Hat die US-Regierung 170.000 BTC verkauft? Marshals enthüllen schockierende Bitcoin-Bestände
Ein Gerücht verbreitet sich rasant unter Krypto-Investoren, dass die US-Regierung nahezu 170,000 BTC heimlich verkauft haben könnte, wodurch ein Bruchteil ihrer angenommenen Bestände intakt bleibt. Die Spekulation begann, nachdem der US Marshals Service als Antwort auf eine FOIA-Anfrage offenlegte, dass er derzeit nur 28,988 BTC im Wert von etwa $3,4 Milliarden hält.
Viele Krypto-Investoren interpretierten diese Mitteilung dahingehend, dass die Gesamtreserven der Bundesregierung an Bitcoin von der lang angenommenen Zahl von rund 200.000 BTC gesunken sind.
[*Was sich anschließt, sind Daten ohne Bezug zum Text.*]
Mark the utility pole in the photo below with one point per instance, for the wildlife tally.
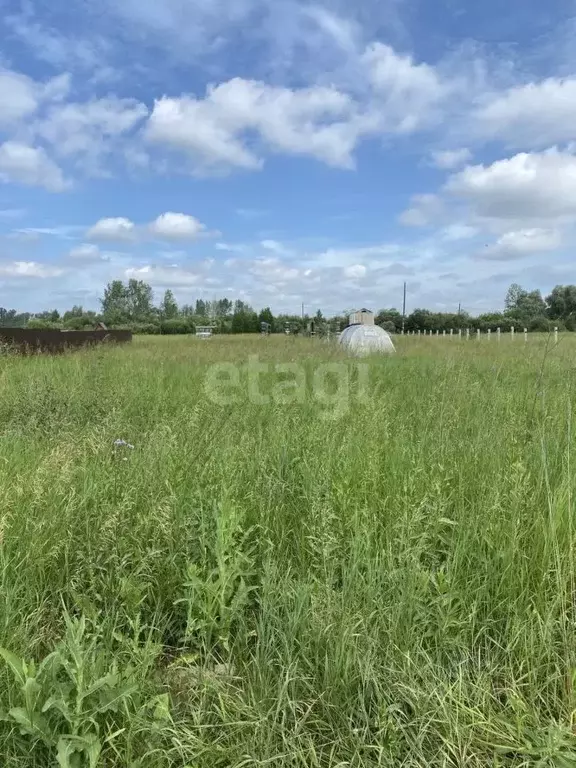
(404, 308)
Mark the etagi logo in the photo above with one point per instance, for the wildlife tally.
(332, 385)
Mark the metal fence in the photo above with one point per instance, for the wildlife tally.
(468, 333)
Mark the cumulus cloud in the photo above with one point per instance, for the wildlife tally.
(521, 243)
(76, 128)
(23, 164)
(354, 272)
(177, 226)
(315, 121)
(87, 253)
(112, 229)
(535, 115)
(526, 188)
(28, 269)
(20, 96)
(406, 94)
(165, 276)
(325, 123)
(449, 159)
(424, 210)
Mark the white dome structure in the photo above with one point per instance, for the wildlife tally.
(362, 339)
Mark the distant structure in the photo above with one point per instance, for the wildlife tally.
(363, 337)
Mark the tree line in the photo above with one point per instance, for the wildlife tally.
(131, 305)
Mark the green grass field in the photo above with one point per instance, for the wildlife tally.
(378, 573)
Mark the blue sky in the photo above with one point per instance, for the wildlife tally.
(285, 152)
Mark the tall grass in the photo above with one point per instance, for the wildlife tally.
(259, 585)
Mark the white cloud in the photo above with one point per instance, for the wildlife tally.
(354, 272)
(177, 226)
(231, 247)
(273, 271)
(454, 232)
(112, 229)
(316, 121)
(393, 94)
(87, 253)
(451, 158)
(32, 269)
(20, 96)
(533, 116)
(525, 242)
(424, 209)
(84, 127)
(406, 94)
(22, 164)
(165, 276)
(274, 246)
(524, 188)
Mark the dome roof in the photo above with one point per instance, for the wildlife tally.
(366, 340)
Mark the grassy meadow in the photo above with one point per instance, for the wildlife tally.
(376, 571)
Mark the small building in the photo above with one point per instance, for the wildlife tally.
(361, 317)
(363, 337)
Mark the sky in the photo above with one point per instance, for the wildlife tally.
(281, 151)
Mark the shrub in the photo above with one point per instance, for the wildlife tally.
(145, 328)
(39, 323)
(176, 325)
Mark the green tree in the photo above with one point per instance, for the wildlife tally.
(562, 304)
(514, 296)
(266, 316)
(139, 298)
(168, 307)
(115, 308)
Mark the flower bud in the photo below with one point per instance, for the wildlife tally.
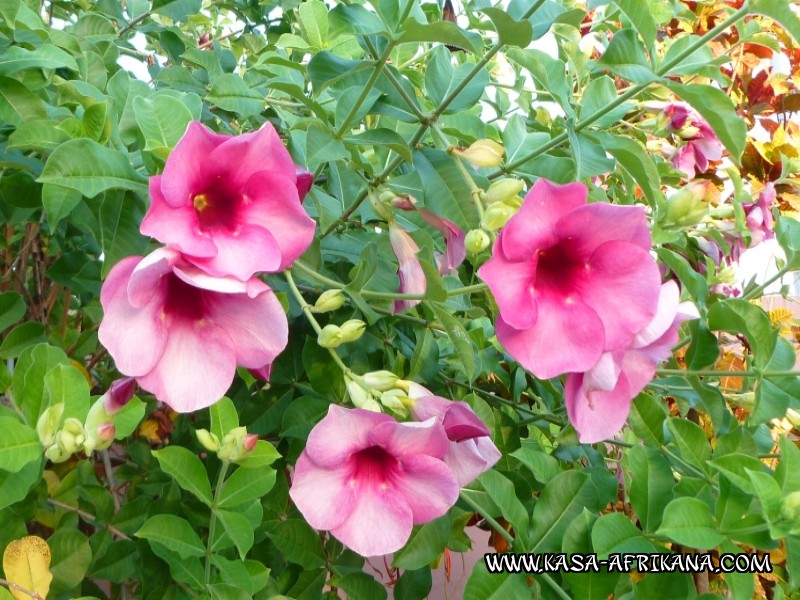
(330, 336)
(496, 216)
(477, 240)
(503, 190)
(47, 425)
(380, 380)
(483, 153)
(351, 330)
(207, 439)
(329, 300)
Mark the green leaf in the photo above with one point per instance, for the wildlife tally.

Die Behauptung wurde auf der Social-Media-Plattform X verstärkt, wo sogar einige öffentliche Persönlichkeiten auf das vermeintlich enorme strategische Verkaufen der US-Regierung reagierten.
FOIA-Anfrage missinterpretiert
Die Verwirrung, dass die US-Regierung den Großteil ihrer Bitcoin-Bestände verkauft hat, scheint aus Missinterpretationen der spezifischen Bestände des US Marshals Service mit denen der gesamten Bundesregierung zu resultieren. Die FOIA-Anfrage, die die Debatte auslöste, wurde von der Journalistin L0la L33tz eingereicht, und sie spiegelt korrekt wider, dass die Marshals weniger als 29.000 BTC kontrollieren. Dennoch repräsentiert dies nur das Bitcoin-Vermögen, das von dieser speziellen Behörde verwaltet wird.
On-Chain-Daten von der Blockchain-Analysefirma Arkham Intelligence bieten ein sehr unterschiedliches Bild. Laut Arkham hält die US-Regierung insgesamt immer noch etwa 198,000 BTC, im Wert von über $23,46 Milliarden beim aktuellen Bitcoin-Preis. Diese Coins sind über verschiedene Bundesbehörden verteilt und nicht auf die Bestände der Marshals beschränkt. Dennoch hielt sich das Missverständnis schnell.
Sogar US-Senatorin Cynthia Lummis, eine bekannte Bitcoin-Unterstützerin, reagierte auf das Gerücht und sagte, "I'm alarmed by reports that the U.S. has sold off over 80% of its Bitcoin reserves, leaving just ~29,000 coins. If true, this is a total strategic blunder and sets the United States back years in the bitcoin race."
Was, wenn die USA leise 170.000 BTC verkauft hat?
Die Auswirkungen auf den breiteren Kryptomarkt wären enorm, wenn die US-Regierung tatsächlich 170,000 BTC heimlich verkauft hätte. Ein solcher Verkauf würde massiven Verkaufsdruck entfesseln und einen starken Rückgang des Bitcoin-Preises verursachen. Dies würde das Vertrauen der Anleger in den breiteren Kryptomarkt erschüttern und eine Kettenreaktion von Liquidationen über andere Kryptowährungen hinweg auslösen. Ein solches Vorgehen würde nicht nur technische Zusammenbrüche in der Preisstruktur verursachen, sondern auch die Möglichkeit von Regierungen auf der ganzen Welt, Krypto als strategische Reserve zu halten, zunichtemachen.
Darüber hinaus würde ein solcher Verkauf direkt der im Frühjahr dieses Jahres festgelegten Richtung der Bundespolitik widersprechen. Im März unterzeichnete Präsident Donald Trump eine Exekutivanordnung, die alle Bundesbehörden anwies, ihre Bitcoin- und Digital Asset-Bestände an das US-Finanzministerium zu übertragen. Die Anordnung formalisierte die Schaffung einer Bitcoin-Reserve, die die Kryptowährung als nationales Gut anerkennen sollte. Angesichts dieser Politik erscheint es unter der aktuellen Trump-Administration äußerst unwahrscheinlich, dass die USA die Mehrheit ihrer Bitcoin-Bestände heimlich verkaufen würden.
Zum Zeitpunkt des Schreibens liegt der Bitcoin bei $118,360.